Saumya RoyAuthor, Journalist, and Micro-Finance Entrepreneur
By the time I got there in August 2017, I had my different pieces—colonial and court records, interviews, documents obtained through the Right to Information Act. I thought I’d lock myself in my room, but the thing about Bellagio is it’s magical. I met Risa Lavizzo-Mourey—former head of the Robert Wood Johnson Foundation in the US, which works on access to health and health equity. She’s an expert in childhood malnutrition and poverty in African-American communities, and she helped me deconstruct some medical records, sitting together on that beautiful terrace. Booker Prize-winning author Kiran Desai and I would go on walks to get ice cream and talk, and they were some of the most precious conversations about writing I’ve ever had. And there was Melanie Smith, a British artist from Mexico City whose work upturns colonial ideas of Latin America. We’re planning to collaborate artistically together on landfills—we keep throwing ideas back and forth. They’re all wonderful friends now, who I still see regularly.

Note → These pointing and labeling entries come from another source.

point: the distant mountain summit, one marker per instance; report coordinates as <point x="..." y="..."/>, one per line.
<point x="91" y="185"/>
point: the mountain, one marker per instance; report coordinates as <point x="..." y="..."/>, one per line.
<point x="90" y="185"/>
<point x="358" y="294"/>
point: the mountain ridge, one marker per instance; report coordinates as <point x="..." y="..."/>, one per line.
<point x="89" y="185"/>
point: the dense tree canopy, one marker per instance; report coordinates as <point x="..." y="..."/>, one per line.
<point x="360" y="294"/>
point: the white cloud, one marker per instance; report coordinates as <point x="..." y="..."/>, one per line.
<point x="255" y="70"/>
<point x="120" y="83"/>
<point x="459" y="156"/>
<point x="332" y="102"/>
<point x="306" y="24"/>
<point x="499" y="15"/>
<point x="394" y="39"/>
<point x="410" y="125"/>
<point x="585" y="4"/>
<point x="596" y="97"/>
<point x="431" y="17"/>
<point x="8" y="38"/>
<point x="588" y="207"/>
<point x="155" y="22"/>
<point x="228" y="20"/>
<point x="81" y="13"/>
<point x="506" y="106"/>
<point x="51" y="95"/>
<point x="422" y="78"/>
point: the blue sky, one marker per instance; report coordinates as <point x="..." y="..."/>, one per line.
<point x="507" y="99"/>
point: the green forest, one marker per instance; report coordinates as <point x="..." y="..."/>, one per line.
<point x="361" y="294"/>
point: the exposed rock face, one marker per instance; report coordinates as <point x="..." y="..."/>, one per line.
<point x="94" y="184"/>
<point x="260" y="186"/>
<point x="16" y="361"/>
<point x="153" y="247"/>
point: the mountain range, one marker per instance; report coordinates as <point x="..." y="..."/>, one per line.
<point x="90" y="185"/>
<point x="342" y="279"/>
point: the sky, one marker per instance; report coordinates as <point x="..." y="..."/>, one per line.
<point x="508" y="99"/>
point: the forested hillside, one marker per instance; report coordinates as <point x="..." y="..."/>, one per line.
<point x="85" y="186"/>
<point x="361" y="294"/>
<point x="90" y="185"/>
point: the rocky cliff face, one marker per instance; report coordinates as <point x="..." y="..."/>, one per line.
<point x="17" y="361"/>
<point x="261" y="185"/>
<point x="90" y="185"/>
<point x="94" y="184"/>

There’s a particular genre of writing about Mumbai and poverty that I wanted to avoid, because that’s not Deonar. There’s life and joy and humor, and my friends, there. It’s not just gangsters and bad smells. The spirit and grace of these people had to come out of what I wrote. I realized that this was going to be a non-fiction novel, and I found its voice at Bellagio.
Sometimes the smallest things have the greatest scale because they’re universal. My book does talk about, yes, landfills—but it’s also about living in a place like that, and the world that sustains it. In all that are the deepest questions of the human condition. We live, we accumulate things thinking they give meaning to our lives, and then throw them away. So what really gives meaning to our life? What possesses us? I’d like to collaborate with researchers who work on landfills and waste around the world—or to have a conference where some of this research on landfills can be collected together and shared—to show how similarly harmful and large-scale their impact can be.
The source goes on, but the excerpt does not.